The Lord knows our struggles. He knows that in the midst of our flesh not being able to push through, The Lord is saying, “I know that deep inside you want to draw closer. I know you want to spend time with me. I know you long for deep intimacy where I can download into your life all that you will need for the hard times up ahead. And, I also know that it’s hard for you. But, get up girl, get up and get it together. Those quick prayers aren’t going to get you through what’s about to come your way.”

A third time the Lord comes and asks them, “Are you still sleeping and taking your rest?” “Angie, are you still sleeping? Are you still in la la land and totally ignorant of what I am asking you to do? I am telling you to get ready, to prepare and come into that place where I can fill your life. But, you’re still in a daze. You need to wake up from this slumber of going about your day and not realizing how much more you need from my presence.” The Lord tells them, “It is enough, the hour has come. The Son of Man is betrayed into the hands of sinners. Rise, let us be going! See my betrayer is approaching!"

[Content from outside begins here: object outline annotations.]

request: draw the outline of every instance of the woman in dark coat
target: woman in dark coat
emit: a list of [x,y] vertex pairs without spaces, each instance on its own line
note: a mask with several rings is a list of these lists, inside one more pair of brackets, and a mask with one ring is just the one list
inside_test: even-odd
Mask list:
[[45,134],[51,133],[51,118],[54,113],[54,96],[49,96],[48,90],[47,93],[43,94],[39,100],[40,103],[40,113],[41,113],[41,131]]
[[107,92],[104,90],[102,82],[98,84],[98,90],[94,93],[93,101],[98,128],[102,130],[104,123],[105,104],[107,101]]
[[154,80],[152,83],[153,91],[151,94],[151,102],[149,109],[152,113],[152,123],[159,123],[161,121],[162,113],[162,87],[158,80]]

This morning I saw these words in a different light. "It is enough, the hour has come." To me the Lord was saying, "Girl, enough wasting time and acting so indifferent. Don't you see the hour has come to open your eyes and see what's coming, what is approaching and what is around you? Can't you sense what is already coming towards you and even with your knowing of the attack and the trials, you're taking it light like it's not about you and you don't need to get serious about getting strong through seeking your Heavenly Father. It is enough. No more staying the same. Time to take a pause and make a change.

"The Son of Man is betrayed into the hands of sinners." I felt in my heart the Lord showing me how this world has decided to take everything and everyone that represents the Kingdom of our Lord and is ready to set Him on notice to attack, take him down, a full on assault on our King of Kings. Although this world is attacking everything that stands for the Lord, we as his children do not go unnoticed. The enemy and all of the hosts of darkness are also coming out against God's children as they either seek the Lord in whole hearted devotion in the garden of Gethsemane or fall asleep. 



"Rise! let us be going!" Time to rise up and do what we have to do. And what is that thing I felt the Lord placing in my heart as urgent and immediate? Prayer, but the kind of prayer where we really and truly come before the Lord and seek his presence, love on Him and allow His love to fall upon us, prayer that seeks God with a heart full of repentance and without thinking we're good and deserve it all, but come saying, "Lord, I can't do anything without You."

I don't know if you sense the Lord asking you to do anything. I see the desperate situations in the lives of the people I love and what I've done has not been enough. I believe God is calling his children to have Elijah and Elisha moments. I believe the Lord is inviting us to surrender and believe that we can see great moments as seen in the Old Testament. I believe God is still saying He is the Great Powerful One. He says, "Trust me." The hour of darkness may come against us but God is with us and He will give us victory against the devil. God has promised to be with us as we stand against the devil, as we fight and as we push darkness back. 

Lord, show me how to enter into that moment of praying and seeking You. My home needs your touch. My family needs a breakthrough. There is a great need to be delivered from sickness, disease and infirmity. Every attack of the enemy can be broken. Anxiety, depression, and mental despair must fall down at the feet of Jesus. God will destroy the work of the enemy if we seek Him and believe. 

Well, that was my though. It's what happens when I read Scripture. My mind just sees it like a movie. My heart receives it like God's word just for me. I pray you are encouraged to pray and to stand for your family and your needs, in Jesus name, amen.